La panoramica che risulta dalle due Editor’s Perspectives è agghiacciante:

  • a due anni dalla loro conclusione, meno della metà degli studi è pubblicata,
  • solo il 46% dei trial finanziati dai National Institutes of Health è pubblicato entro 30 mesi dal completamento,
  • meno della metà degli studi su nuovi farmaci sottoposti per approvazione alla Food and Drug Administration esce entro cinque anni dall’approvazione del medicinale stesso,
  • il 24% dei trial resta non pubblicato a cinque anni,
  • anche gli studi con risultati positivi sono a rischio: uno su tre non vede la luce.
  • Pure il lavoro dei revisori sistematici è pesantemente condizionato.

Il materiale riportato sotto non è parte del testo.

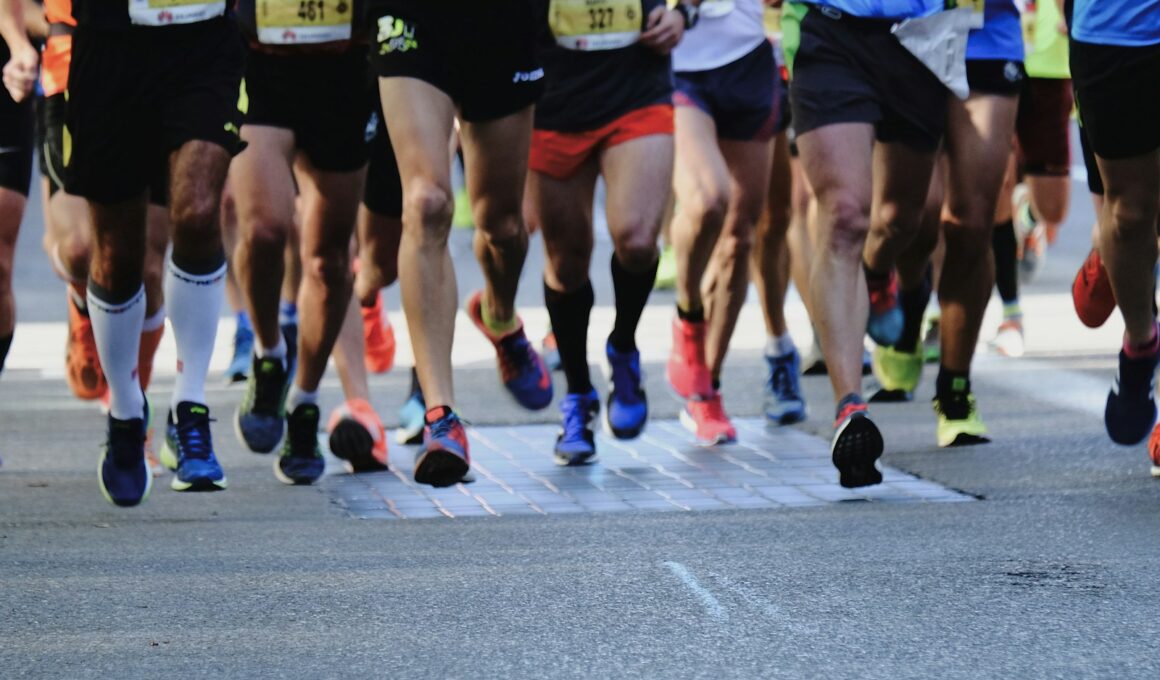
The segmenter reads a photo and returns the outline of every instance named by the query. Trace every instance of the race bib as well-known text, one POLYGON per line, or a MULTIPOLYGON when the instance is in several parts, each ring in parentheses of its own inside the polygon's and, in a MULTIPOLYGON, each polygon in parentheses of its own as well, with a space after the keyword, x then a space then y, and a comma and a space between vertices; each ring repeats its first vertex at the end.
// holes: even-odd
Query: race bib
POLYGON ((698 9, 702 19, 717 19, 732 12, 736 6, 734 0, 703 0, 698 9))
POLYGON ((641 0, 551 0, 548 25, 569 50, 616 50, 640 38, 641 0))
POLYGON ((225 12, 223 0, 129 0, 129 21, 138 26, 195 24, 225 12))
POLYGON ((956 9, 959 7, 968 7, 971 10, 971 28, 980 29, 983 27, 984 15, 983 11, 987 6, 987 0, 947 0, 947 9, 956 9))
POLYGON ((258 42, 299 45, 350 40, 353 0, 257 0, 258 42))

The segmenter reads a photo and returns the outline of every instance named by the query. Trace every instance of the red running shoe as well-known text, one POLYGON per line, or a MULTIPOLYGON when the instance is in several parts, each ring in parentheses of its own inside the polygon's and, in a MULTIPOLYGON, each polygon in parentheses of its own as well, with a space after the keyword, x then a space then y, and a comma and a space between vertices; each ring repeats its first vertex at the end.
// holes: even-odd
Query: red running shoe
POLYGON ((669 385, 682 399, 713 394, 713 376, 705 363, 705 322, 673 319, 673 349, 665 366, 669 385))
POLYGON ((681 410, 681 424, 696 435, 697 443, 702 446, 737 441, 737 429, 725 414, 720 392, 690 399, 681 410))
POLYGON ((1112 282, 1108 270, 1100 260, 1095 248, 1088 253, 1075 281, 1071 283, 1071 301, 1075 304, 1075 314, 1088 328, 1099 328, 1116 309, 1116 295, 1112 292, 1112 282))
POLYGON ((1148 437, 1148 456, 1152 459, 1152 476, 1160 477, 1160 423, 1152 428, 1152 436, 1148 437))
POLYGON ((373 307, 362 307, 363 355, 367 370, 386 373, 395 365, 395 329, 383 314, 383 296, 375 294, 373 307))
POLYGON ((78 399, 99 399, 109 390, 101 358, 97 355, 97 341, 93 338, 93 322, 81 312, 68 296, 68 343, 64 350, 65 377, 69 389, 78 399))

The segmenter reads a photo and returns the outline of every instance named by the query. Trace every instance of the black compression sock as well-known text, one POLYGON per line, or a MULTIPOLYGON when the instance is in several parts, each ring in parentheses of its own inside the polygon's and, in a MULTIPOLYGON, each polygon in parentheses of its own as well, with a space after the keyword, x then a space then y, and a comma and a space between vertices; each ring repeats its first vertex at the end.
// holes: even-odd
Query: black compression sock
POLYGON ((899 304, 902 306, 902 335, 894 348, 899 352, 913 353, 918 349, 918 337, 922 335, 922 316, 926 313, 926 305, 930 302, 931 270, 926 268, 922 283, 912 290, 899 292, 899 304))
POLYGON ((588 317, 592 312, 595 294, 592 282, 570 293, 553 290, 544 283, 544 304, 556 334, 556 348, 560 352, 560 366, 568 382, 568 392, 588 394, 592 391, 592 377, 588 374, 588 317))
POLYGON ((1011 220, 995 225, 991 235, 991 248, 995 251, 995 288, 1003 304, 1019 301, 1019 272, 1015 260, 1018 244, 1015 241, 1015 225, 1011 220))
POLYGON ((688 321, 689 323, 705 323, 705 310, 702 307, 690 309, 685 311, 677 305, 677 318, 681 321, 688 321))
POLYGON ((415 367, 411 367, 411 391, 409 394, 423 394, 423 388, 419 386, 419 371, 415 367))
POLYGON ((935 395, 942 397, 962 396, 971 391, 971 375, 957 373, 946 366, 939 366, 938 378, 935 380, 935 395))
POLYGON ((620 264, 615 254, 612 256, 616 321, 612 324, 608 342, 618 352, 632 352, 636 349, 636 327, 657 278, 657 262, 654 260, 652 266, 643 272, 630 272, 620 264))
POLYGON ((12 348, 12 333, 0 338, 0 372, 4 370, 4 360, 8 358, 8 350, 12 348))

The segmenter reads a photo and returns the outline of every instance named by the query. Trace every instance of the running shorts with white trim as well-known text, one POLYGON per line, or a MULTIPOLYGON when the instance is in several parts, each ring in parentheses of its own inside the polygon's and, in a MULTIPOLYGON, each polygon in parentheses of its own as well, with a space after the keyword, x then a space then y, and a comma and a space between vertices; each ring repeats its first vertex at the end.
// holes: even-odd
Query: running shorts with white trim
POLYGON ((1010 59, 968 59, 967 85, 971 94, 1014 97, 1023 90, 1027 72, 1023 63, 1010 59))
MULTIPOLYGON (((371 0, 371 65, 381 78, 415 78, 449 96, 468 123, 531 106, 543 91, 536 0, 371 0)), ((543 3, 545 6, 547 3, 543 3)))
POLYGON ((1071 77, 1097 156, 1118 160, 1160 148, 1160 44, 1071 41, 1071 77))
POLYGON ((382 100, 377 92, 374 93, 373 111, 367 123, 366 135, 370 163, 367 165, 363 205, 376 215, 402 218, 403 179, 399 175, 399 162, 395 158, 395 148, 391 146, 391 136, 387 134, 382 100))
MULTIPOLYGON (((8 63, 8 47, 0 40, 0 64, 8 63)), ((36 143, 32 97, 17 104, 0 92, 0 187, 24 196, 32 184, 32 146, 36 143)))
POLYGON ((1071 81, 1028 78, 1015 118, 1015 154, 1025 175, 1071 174, 1071 81))
POLYGON ((708 114, 719 138, 764 142, 773 137, 781 78, 768 42, 724 66, 676 72, 673 81, 673 103, 708 114))
POLYGON ((537 129, 532 132, 528 168, 558 180, 566 180, 575 175, 593 154, 633 139, 672 134, 672 104, 644 106, 585 132, 537 129))

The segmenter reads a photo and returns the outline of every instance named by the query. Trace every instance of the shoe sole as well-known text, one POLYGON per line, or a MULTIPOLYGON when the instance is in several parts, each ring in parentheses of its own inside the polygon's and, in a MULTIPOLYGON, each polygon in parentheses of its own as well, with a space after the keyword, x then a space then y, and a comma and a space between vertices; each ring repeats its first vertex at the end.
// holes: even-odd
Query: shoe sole
POLYGON ((395 441, 403 446, 414 446, 423 443, 423 428, 406 430, 401 427, 395 429, 395 441))
POLYGON ((326 468, 323 467, 322 473, 320 473, 317 477, 294 478, 287 475, 285 472, 282 472, 282 468, 278 465, 279 462, 279 459, 274 459, 274 477, 286 486, 310 486, 318 480, 322 479, 323 474, 326 474, 326 468))
POLYGON ((882 433, 866 416, 854 416, 834 433, 831 460, 838 468, 838 483, 847 489, 882 483, 878 459, 885 442, 882 433))
POLYGON ((1108 319, 1110 319, 1112 314, 1115 313, 1116 305, 1113 302, 1107 314, 1097 314, 1090 317, 1080 311, 1080 304, 1078 302, 1079 296, 1076 295, 1076 289, 1079 288, 1080 290, 1090 290, 1090 286, 1080 285, 1081 283, 1087 282, 1087 277, 1083 275, 1083 270, 1084 267, 1081 266, 1080 270, 1076 272, 1075 278, 1071 281, 1071 304, 1073 307, 1075 307, 1075 316, 1079 319, 1080 323, 1087 326, 1088 328, 1099 328, 1100 326, 1103 326, 1105 323, 1107 323, 1108 319))
POLYGON ((705 446, 705 447, 719 446, 721 444, 732 444, 732 443, 737 441, 736 436, 730 437, 727 434, 719 434, 716 437, 714 437, 713 439, 702 439, 701 437, 698 437, 697 436, 697 421, 693 420, 693 416, 689 415, 689 412, 686 411, 685 409, 681 409, 680 419, 681 419, 681 425, 684 425, 686 430, 693 433, 693 438, 696 440, 697 444, 700 446, 705 446))
POLYGON ((467 461, 454 453, 443 449, 434 449, 424 451, 415 459, 414 477, 419 484, 443 488, 455 486, 463 481, 470 469, 467 461))
POLYGON ((195 479, 191 482, 183 482, 177 477, 169 482, 169 488, 174 491, 189 492, 189 493, 208 493, 211 491, 225 491, 229 483, 225 477, 221 479, 195 479))
POLYGON ((387 469, 374 455, 375 440, 357 420, 343 418, 330 431, 330 452, 345 460, 351 472, 382 472, 387 469))
POLYGON ((569 453, 553 452, 552 453, 552 460, 554 460, 556 462, 556 465, 559 465, 560 467, 581 467, 584 465, 591 465, 591 464, 597 462, 598 460, 600 460, 600 456, 596 455, 595 451, 593 451, 592 453, 587 454, 587 455, 585 455, 583 453, 569 454, 569 453))
MULTIPOLYGON (((286 421, 283 420, 282 422, 285 423, 286 421)), ((245 434, 242 433, 242 412, 241 410, 237 410, 234 411, 234 434, 237 435, 238 441, 241 442, 242 446, 246 447, 246 450, 251 453, 267 454, 273 452, 274 449, 282 444, 282 439, 286 436, 286 427, 283 425, 282 434, 278 435, 278 441, 274 442, 273 446, 268 449, 255 449, 250 446, 250 443, 246 441, 245 434)))
MULTIPOLYGON (((105 497, 105 500, 109 501, 118 508, 133 508, 141 505, 149 498, 149 492, 153 490, 153 475, 148 471, 148 469, 145 471, 145 493, 141 494, 141 498, 137 499, 135 502, 126 503, 114 499, 113 495, 109 493, 109 490, 105 488, 105 478, 101 474, 104 467, 105 453, 102 452, 101 457, 97 459, 97 485, 101 487, 101 495, 105 497)), ((148 465, 146 465, 146 468, 148 468, 148 465)))
POLYGON ((794 425, 796 423, 800 423, 800 422, 804 421, 805 419, 806 419, 805 409, 801 409, 798 411, 790 411, 788 413, 783 413, 780 416, 774 416, 768 412, 765 414, 766 424, 773 425, 776 427, 785 427, 786 425, 794 425))
POLYGON ((157 460, 170 472, 177 472, 177 453, 169 448, 169 442, 162 442, 161 450, 157 452, 157 460))
POLYGON ((1160 477, 1160 465, 1152 464, 1152 476, 1160 477))
POLYGON ((908 401, 914 401, 914 392, 888 390, 883 387, 874 394, 871 394, 869 401, 874 404, 902 404, 908 401))
POLYGON ((987 437, 978 434, 970 434, 969 432, 960 432, 955 435, 955 438, 950 442, 943 444, 939 442, 939 446, 944 449, 955 448, 959 446, 975 446, 976 444, 990 444, 991 440, 987 437))

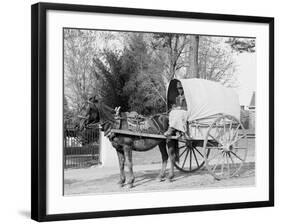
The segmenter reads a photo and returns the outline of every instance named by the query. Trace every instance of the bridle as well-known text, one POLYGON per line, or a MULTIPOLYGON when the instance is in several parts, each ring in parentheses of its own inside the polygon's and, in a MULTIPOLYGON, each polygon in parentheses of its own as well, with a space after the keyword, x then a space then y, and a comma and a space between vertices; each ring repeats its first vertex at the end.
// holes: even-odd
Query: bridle
MULTIPOLYGON (((99 128, 102 128, 106 123, 108 123, 108 121, 102 121, 100 116, 101 116, 101 111, 100 111, 100 108, 98 106, 96 106, 95 103, 87 100, 86 103, 94 106, 96 109, 97 109, 97 112, 98 112, 98 116, 99 116, 99 120, 98 122, 92 122, 90 124, 87 124, 87 125, 84 125, 85 128, 89 128, 89 127, 94 127, 94 126, 98 126, 99 128)), ((121 107, 116 107, 114 110, 115 110, 115 116, 119 116, 119 113, 120 113, 120 108, 121 107)), ((89 116, 89 115, 88 115, 89 116)), ((82 119, 89 119, 89 117, 85 117, 85 116, 81 116, 81 115, 78 115, 78 117, 82 118, 82 119)))
MULTIPOLYGON (((92 105, 92 106, 95 106, 96 109, 98 110, 98 114, 100 114, 99 107, 97 107, 93 102, 87 100, 85 103, 88 103, 88 104, 90 104, 90 105, 92 105)), ((78 117, 84 119, 84 121, 85 121, 86 119, 89 119, 89 115, 87 115, 87 116, 78 115, 78 117)), ((89 128, 89 127, 94 127, 94 126, 98 126, 99 128, 101 128, 104 123, 105 123, 105 122, 98 121, 98 122, 92 122, 92 123, 86 124, 86 125, 83 124, 83 126, 84 126, 84 128, 89 128)))

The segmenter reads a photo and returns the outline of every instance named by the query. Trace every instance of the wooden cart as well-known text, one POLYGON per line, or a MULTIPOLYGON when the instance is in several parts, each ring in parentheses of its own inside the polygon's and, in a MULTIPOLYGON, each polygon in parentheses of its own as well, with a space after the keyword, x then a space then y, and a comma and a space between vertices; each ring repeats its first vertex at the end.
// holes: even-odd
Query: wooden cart
MULTIPOLYGON (((246 131, 239 120, 240 105, 236 94, 233 90, 207 80, 173 79, 167 92, 167 110, 172 108, 177 96, 177 82, 182 83, 186 100, 189 102, 188 109, 193 109, 192 106, 199 107, 199 109, 190 111, 192 119, 188 120, 188 131, 185 136, 170 137, 170 139, 178 141, 179 147, 179 161, 175 162, 174 165, 178 170, 186 173, 206 167, 216 179, 238 175, 247 157, 248 140, 246 131), (198 91, 202 89, 208 92, 201 94, 198 98, 198 91), (213 99, 214 97, 215 99, 213 99), (221 106, 219 103, 224 103, 224 105, 221 106), (206 107, 207 113, 200 107, 203 109, 206 107), (208 116, 202 117, 202 114, 208 114, 208 116)), ((139 136, 140 138, 166 138, 159 134, 117 129, 113 129, 112 132, 139 136)))

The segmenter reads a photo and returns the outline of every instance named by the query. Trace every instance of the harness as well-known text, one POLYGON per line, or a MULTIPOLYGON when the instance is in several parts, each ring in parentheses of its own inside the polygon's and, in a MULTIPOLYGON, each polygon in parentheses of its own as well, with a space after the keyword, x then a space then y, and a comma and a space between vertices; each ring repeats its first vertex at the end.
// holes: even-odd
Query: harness
MULTIPOLYGON (((92 105, 94 103, 88 102, 92 105)), ((99 126, 103 127, 105 130, 104 135, 108 137, 110 140, 114 138, 115 134, 111 132, 112 129, 122 129, 125 126, 129 131, 140 132, 140 133, 150 133, 150 134, 163 134, 164 127, 159 124, 155 117, 157 115, 151 117, 144 117, 137 112, 124 112, 120 114, 120 107, 115 108, 115 115, 113 120, 103 120, 102 119, 102 111, 99 107, 96 107, 100 116, 100 121, 96 123, 88 124, 88 127, 99 126), (124 123, 126 122, 126 123, 124 123), (154 124, 154 127, 151 127, 151 123, 154 124), (108 125, 108 126, 107 126, 108 125), (155 130, 155 127, 157 130, 155 130), (161 128, 162 127, 162 128, 161 128)), ((113 109, 112 109, 113 110, 113 109)), ((160 115, 160 114, 158 114, 160 115)))
MULTIPOLYGON (((162 133, 160 124, 153 117, 144 117, 136 112, 125 112, 125 116, 116 116, 116 129, 122 129, 122 121, 127 122, 128 130, 140 133, 160 134, 162 133), (157 130, 151 128, 149 121, 152 121, 157 130)), ((162 128, 163 129, 163 128, 162 128)))

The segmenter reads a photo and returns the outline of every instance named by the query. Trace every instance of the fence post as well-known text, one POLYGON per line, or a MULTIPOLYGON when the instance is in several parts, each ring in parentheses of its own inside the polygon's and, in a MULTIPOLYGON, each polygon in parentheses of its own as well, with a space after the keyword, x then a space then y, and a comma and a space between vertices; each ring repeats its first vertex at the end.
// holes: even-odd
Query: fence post
POLYGON ((65 124, 63 125, 63 151, 62 151, 62 156, 63 156, 63 169, 66 168, 66 155, 65 155, 65 148, 66 148, 66 127, 65 124))
POLYGON ((100 160, 103 167, 119 167, 116 150, 103 132, 100 132, 100 160))
POLYGON ((102 131, 101 131, 101 126, 99 125, 99 159, 98 159, 98 163, 101 164, 101 135, 102 135, 102 131))

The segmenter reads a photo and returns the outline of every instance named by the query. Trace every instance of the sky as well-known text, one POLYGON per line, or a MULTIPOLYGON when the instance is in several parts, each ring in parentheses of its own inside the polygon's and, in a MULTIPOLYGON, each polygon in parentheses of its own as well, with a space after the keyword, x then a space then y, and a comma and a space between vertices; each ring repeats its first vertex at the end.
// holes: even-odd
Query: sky
POLYGON ((239 95, 240 105, 248 106, 253 92, 257 88, 257 64, 256 53, 241 53, 236 56, 237 81, 239 87, 236 91, 239 95))

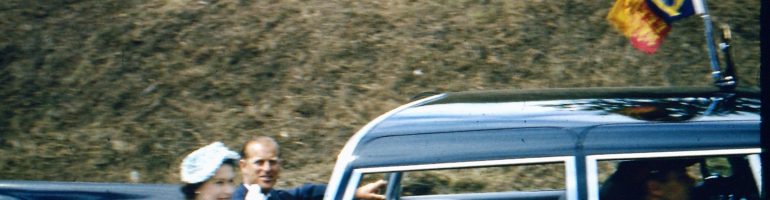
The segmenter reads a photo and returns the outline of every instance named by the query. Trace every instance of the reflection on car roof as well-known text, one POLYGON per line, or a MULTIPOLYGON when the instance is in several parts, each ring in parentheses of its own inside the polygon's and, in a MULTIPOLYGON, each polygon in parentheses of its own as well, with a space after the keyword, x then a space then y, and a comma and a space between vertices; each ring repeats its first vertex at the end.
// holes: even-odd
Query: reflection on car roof
POLYGON ((713 87, 445 93, 360 132, 353 167, 754 148, 759 92, 713 87))

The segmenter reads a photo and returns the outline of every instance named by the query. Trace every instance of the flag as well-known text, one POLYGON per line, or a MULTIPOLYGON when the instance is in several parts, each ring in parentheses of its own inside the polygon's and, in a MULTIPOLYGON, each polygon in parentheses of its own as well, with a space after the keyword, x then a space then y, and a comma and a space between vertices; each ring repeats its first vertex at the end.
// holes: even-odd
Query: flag
POLYGON ((691 0, 646 0, 647 7, 663 21, 671 24, 676 20, 695 14, 691 0))
POLYGON ((655 14, 645 0, 617 0, 607 20, 631 40, 631 45, 642 52, 653 54, 658 50, 671 26, 655 14))

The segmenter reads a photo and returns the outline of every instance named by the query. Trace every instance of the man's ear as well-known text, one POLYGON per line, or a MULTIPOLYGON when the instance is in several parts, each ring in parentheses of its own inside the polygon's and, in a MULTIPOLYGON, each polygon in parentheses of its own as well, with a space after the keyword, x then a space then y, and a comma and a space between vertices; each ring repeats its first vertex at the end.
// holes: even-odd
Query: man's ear
POLYGON ((248 164, 248 163, 246 163, 246 160, 244 160, 244 159, 238 160, 238 167, 241 168, 241 171, 246 169, 246 164, 248 164))
POLYGON ((663 184, 659 181, 655 180, 649 180, 645 184, 647 187, 647 194, 652 197, 662 197, 663 196, 663 184))

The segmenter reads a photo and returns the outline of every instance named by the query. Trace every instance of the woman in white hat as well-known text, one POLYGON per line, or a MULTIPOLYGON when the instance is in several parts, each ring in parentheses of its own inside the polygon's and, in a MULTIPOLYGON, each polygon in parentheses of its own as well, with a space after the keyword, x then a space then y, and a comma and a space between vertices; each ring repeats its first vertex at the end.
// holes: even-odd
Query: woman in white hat
POLYGON ((214 142, 187 155, 181 165, 182 193, 186 199, 227 199, 235 190, 238 153, 214 142))

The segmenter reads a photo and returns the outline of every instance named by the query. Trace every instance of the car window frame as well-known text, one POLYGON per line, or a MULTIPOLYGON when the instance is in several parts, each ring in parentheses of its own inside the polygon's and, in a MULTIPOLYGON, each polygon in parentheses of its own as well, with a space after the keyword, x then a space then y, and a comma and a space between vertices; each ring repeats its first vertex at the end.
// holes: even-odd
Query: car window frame
POLYGON ((352 173, 349 179, 350 181, 348 181, 347 185, 345 186, 345 193, 342 199, 347 199, 347 200, 353 199, 353 197, 355 196, 355 191, 358 188, 364 174, 368 174, 368 173, 407 172, 407 171, 418 171, 418 170, 442 170, 442 169, 455 169, 455 168, 493 167, 493 166, 506 166, 506 165, 546 164, 546 163, 564 164, 565 195, 567 199, 577 199, 578 170, 577 170, 577 162, 576 162, 575 156, 517 158, 517 159, 464 161, 464 162, 451 162, 451 163, 357 168, 352 170, 352 173))
MULTIPOLYGON (((589 200, 599 200, 599 161, 620 160, 620 159, 645 159, 645 158, 676 158, 676 157, 703 157, 703 156, 728 156, 728 155, 747 155, 752 168, 752 174, 755 180, 761 180, 761 175, 756 168, 761 148, 742 148, 742 149, 718 149, 718 150, 694 150, 694 151, 664 151, 664 152, 644 152, 644 153, 619 153, 619 154, 597 154, 586 156, 586 187, 588 189, 589 200)), ((755 181, 756 182, 756 181, 755 181)), ((761 182, 758 182, 758 188, 761 190, 761 182)), ((761 192, 761 191, 760 191, 761 192)))

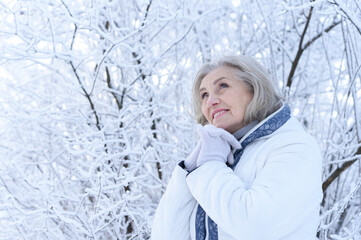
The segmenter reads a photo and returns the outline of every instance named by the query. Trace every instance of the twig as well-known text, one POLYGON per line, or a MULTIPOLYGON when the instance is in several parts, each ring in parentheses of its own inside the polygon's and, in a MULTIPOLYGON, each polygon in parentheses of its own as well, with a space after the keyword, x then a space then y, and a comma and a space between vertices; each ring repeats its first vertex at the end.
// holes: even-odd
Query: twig
POLYGON ((82 82, 80 81, 80 77, 79 77, 78 73, 76 72, 76 68, 74 67, 72 61, 70 61, 70 65, 71 65, 71 67, 72 67, 72 69, 73 69, 73 72, 74 72, 74 74, 75 74, 76 79, 78 80, 78 83, 79 83, 81 89, 82 89, 83 92, 84 92, 85 97, 88 99, 88 102, 89 102, 89 104, 90 104, 90 108, 91 108, 91 110, 93 111, 94 116, 95 116, 96 126, 97 126, 98 130, 100 130, 101 128, 100 128, 100 123, 99 123, 99 117, 98 117, 98 114, 97 114, 97 112, 96 112, 96 110, 95 110, 94 103, 93 103, 92 99, 90 98, 90 95, 88 94, 88 92, 85 90, 82 82))
MULTIPOLYGON (((359 147, 357 149, 354 156, 357 156, 357 155, 360 155, 360 154, 361 154, 361 147, 359 147)), ((354 164, 355 162, 357 162, 357 159, 349 161, 349 162, 345 162, 344 164, 342 164, 341 167, 339 167, 335 171, 333 171, 333 173, 322 184, 323 192, 325 192, 327 190, 327 188, 331 185, 331 183, 333 181, 335 181, 335 179, 338 178, 341 175, 341 173, 343 173, 346 169, 351 167, 351 165, 354 164)))
POLYGON ((308 11, 308 16, 307 16, 307 22, 306 22, 306 25, 305 25, 305 27, 304 27, 304 29, 303 29, 300 43, 298 44, 298 51, 297 51, 297 54, 296 54, 295 59, 294 59, 293 62, 292 62, 291 71, 290 71, 290 74, 288 75, 287 84, 286 84, 286 86, 287 86, 288 88, 290 88, 291 85, 292 85, 293 75, 294 75, 295 72, 296 72, 297 65, 298 65, 299 60, 300 60, 300 58, 301 58, 301 55, 302 55, 302 53, 303 53, 303 51, 304 51, 304 48, 302 47, 302 43, 303 43, 303 39, 305 38, 308 25, 310 24, 310 21, 311 21, 312 10, 313 10, 313 7, 310 7, 310 10, 308 11))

L’esistenza di studi fantasma modifica le conclusioni delle revisioni nel 92% dei casi: in altre parole, nove volte su dieci una revisione vale poco o niente proprio perché non ha potuto prendere in considerazione l’intero insieme delle ricerche effettuate.

    Krumholz sembra aderire decisamente alla causa dell’Open Science e Spertus dichiara di sposare “a cuore aperto” le opinioni degli “accademici” ospiti sulla rivista. Ma, quasi a voler dare un colpo alla botte dopo averne dato un al cerchio, avanza una riserva: garantire il libero accesso ai dati della ricerca senza che questi siano passati al vaglio della peer review (non essendo stati sottoposti per pubblicazione o essendo stati respinti dalle riviste prescelte) può esporre chi consultasse i dati grezzi al rischio di prendere per buoni “numeri” di scarsa qualità. “Solo il 5% degli studi in ambito cardiovascolare è esente da pecche”, sostiene l’editorialista. E ancora: ogni studio ha i propri punti deboli, noti solo ai ricercatori che l’hanno condotto: chi accedesse ai dati senza una conoscenza profonda dei metodi seguiti nella raccolta e nell’analisi rischierebbe di prendere lucciole per lanterne.

    Spertus propone la creazione di un ente terzo, che si frapponga – secondo modalità non del tutto precisate – tra produttori e fruitori di dati. Una soluzione che lascia perplessi soprattutto quanti – non senza ragioni – nutrono dubbi sulla qualità di qualsiasi processo di peer review.

    Per il momento, comunque, c’è poco da fare. I quattro articoli sull’Open Science sono liberamente accessibili. Il resto della rivista, no. E le opinioni degli autori, sottolinea un prudente disclaimer, riflettono il loro personale punto di vista, non necessariamente quello della American Heart Association, proprietaria della rivista.

    ldf

    Fonti
    Krumholz HM. Open Science and data sharing in clinical research. Basing informed decision on the totality of the evidence. Circ Cardiovasc Qual Outcomes 2012; 5:141-2.
    Spertus JA. The double-edged sword of Open Access in research data. Circ Cardiovasc Qual Outcomes 2012;5:143-4.
    Gøtzsche PC. Strengthening and opening up health research by sharing our raw data. Circ Cardiovasc Qual Outcomes 2012; 5: 236-7.
    Ross JS, et al. The importance of clinical trial data sharing. Toward more open science. Circ Cardiovasc Qual Outcomes 2012; 5: 238-40.